The headquarters of DiDi in Beijing Photo:VCG
China will toughen antitrust regulations and push for the implementation of policies to ensure fair competition, as the country pursues high-quality development and common prosperity, according to a top-level meeting on Monday.
In a fresh sign of China's resolve to further strengthen market regulations, a meeting of the central committee for deepening overall reform approved guidelines on ramping up antitrust regulations and improved implementation of fair competition policies, according to the Xinhua News Agency.
The meeting also urged moves to foster a market environment for fair competition, create wide space for the development of various market entities, especially small and medium-sized businesses, and better protect consumers' rights and interests, under the context of the country's strategic push for high-quality development and common prosperity.

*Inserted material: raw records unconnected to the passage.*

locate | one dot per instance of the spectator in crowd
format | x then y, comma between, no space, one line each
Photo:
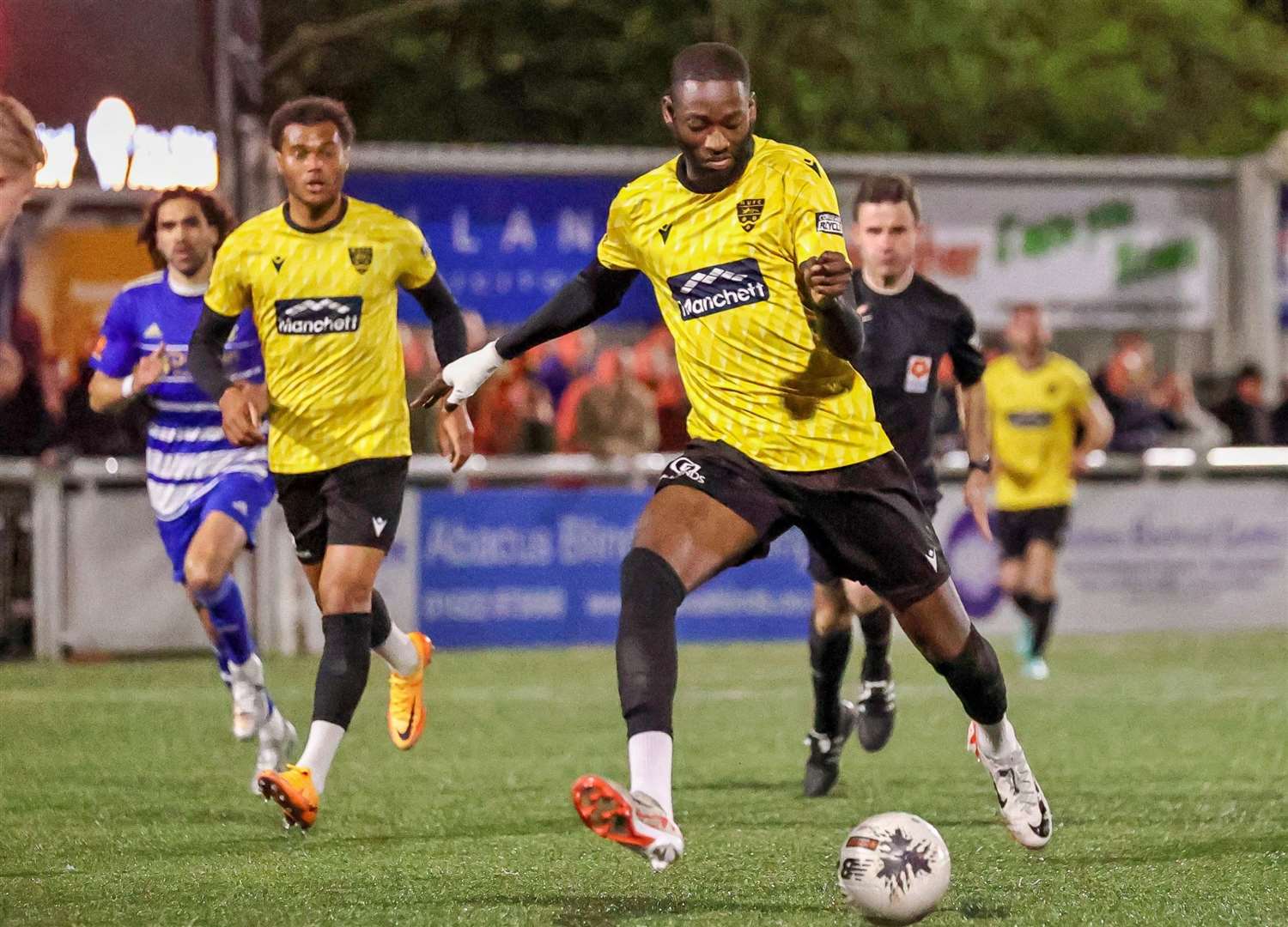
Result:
1244,412
568,360
98,434
616,414
1279,421
1149,411
514,412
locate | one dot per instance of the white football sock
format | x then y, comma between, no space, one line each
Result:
997,741
651,766
319,751
399,653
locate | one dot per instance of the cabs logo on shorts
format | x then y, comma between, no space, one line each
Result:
829,223
319,316
361,259
718,288
684,468
749,211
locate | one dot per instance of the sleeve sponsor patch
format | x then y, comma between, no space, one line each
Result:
829,223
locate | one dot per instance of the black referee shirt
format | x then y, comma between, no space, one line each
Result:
907,335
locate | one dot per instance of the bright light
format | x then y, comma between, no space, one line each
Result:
61,156
1249,456
110,138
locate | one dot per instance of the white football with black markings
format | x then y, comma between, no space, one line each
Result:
894,868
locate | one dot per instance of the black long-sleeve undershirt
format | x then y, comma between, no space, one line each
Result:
445,316
587,296
206,352
841,327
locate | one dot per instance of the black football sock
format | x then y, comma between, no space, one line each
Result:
975,677
344,666
876,643
647,657
380,621
1042,613
829,654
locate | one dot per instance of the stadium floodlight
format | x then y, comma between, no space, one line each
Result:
61,156
110,138
1249,457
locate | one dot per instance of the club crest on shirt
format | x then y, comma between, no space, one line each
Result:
361,259
749,213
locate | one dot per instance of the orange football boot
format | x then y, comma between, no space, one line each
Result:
406,713
294,792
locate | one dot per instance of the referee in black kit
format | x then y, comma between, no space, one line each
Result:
911,324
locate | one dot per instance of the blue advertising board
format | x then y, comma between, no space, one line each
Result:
505,244
540,566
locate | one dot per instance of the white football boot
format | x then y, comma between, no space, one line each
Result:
1019,797
277,742
633,819
250,698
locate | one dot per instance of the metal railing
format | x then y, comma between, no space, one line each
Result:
49,491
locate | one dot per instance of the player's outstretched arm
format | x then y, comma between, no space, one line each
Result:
445,317
110,394
829,285
590,295
242,404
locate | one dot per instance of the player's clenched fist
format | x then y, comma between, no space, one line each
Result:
826,276
244,406
460,379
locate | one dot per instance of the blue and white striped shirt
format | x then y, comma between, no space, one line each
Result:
187,448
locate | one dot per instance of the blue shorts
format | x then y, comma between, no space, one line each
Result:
240,496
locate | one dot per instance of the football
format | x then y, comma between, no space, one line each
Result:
894,868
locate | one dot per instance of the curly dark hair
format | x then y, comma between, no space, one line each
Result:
216,210
894,188
311,111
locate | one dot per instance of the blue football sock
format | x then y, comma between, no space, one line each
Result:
224,672
228,620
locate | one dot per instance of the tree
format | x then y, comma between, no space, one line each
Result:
1092,76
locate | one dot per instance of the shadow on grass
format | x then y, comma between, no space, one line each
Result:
1174,851
594,911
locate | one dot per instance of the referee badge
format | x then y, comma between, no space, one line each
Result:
361,259
749,211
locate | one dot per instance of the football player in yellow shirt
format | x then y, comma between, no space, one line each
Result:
321,273
1037,401
741,239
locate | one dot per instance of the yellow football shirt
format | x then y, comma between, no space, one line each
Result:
326,308
723,267
1035,420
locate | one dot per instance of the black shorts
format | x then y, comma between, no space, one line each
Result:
821,573
865,520
355,504
1014,530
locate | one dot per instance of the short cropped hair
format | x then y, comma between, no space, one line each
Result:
20,146
893,188
214,209
311,111
710,61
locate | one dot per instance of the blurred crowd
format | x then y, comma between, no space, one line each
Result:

Analysts said that antimonopoly regulations could be market-oriented means, rather than an administrative tool, for China to redistribute wealth and achieve the goal of common prosperity.
"Conglomerates have an overwhelming edge in resource distribution, and they could easily abuse their market domination to exploit consumers and squeeze out small- and medium-sized competitors. This will only widen the wealth disparity," Yu Xinmiao, an associate professor at the Shanghai International College of Intellectual Property, told the Global Times on Monday.
"China's antitrust efforts give small and medium-sized players - which are big contributors to China's common prosperity goal - a chance to challenge super-sized companies, to earn room for growth, and to reduce the wealth gap," Yu said.
He noted that the ongoing moves are conducive to creating a relatively balanced and fair market environment - building on which China could steadily march toward the secondary centenary goal.
Monday's meeting came as Chinese regulators have moved swiftly in strengthening antitrust regulations.
The country's top market regulator announced in April a record $2.8 billion antitrust fine on e-commerce firm Alibaba. Later that month, an anti-monopoly investigation was also launched into food delivery giant Meituan.
Also on Monday, China's top market regulator said that it had launched a probe into Meituan's acquisition of bike-sharing platform Mobike without declaring the deal to regulators in advance, as the law requires.
The regulator also launched an investigation into China's power bank rental firm Soudian's acquisition of another power bank start-up Jiedian, which was completed in April.
The meeting on Monday also stressed that the country will aim for coordination between development and security, efficiency and fairness, vitality and order, and the domestic market and the international market, holding onto the dual goals of regulation and development.
Also, rules will be crystallized, baselines will be drawn and "red and green lights" will be set to guide businesses to follow the Party's leadership and serve the overall plan for economic and social development, according to the meeting.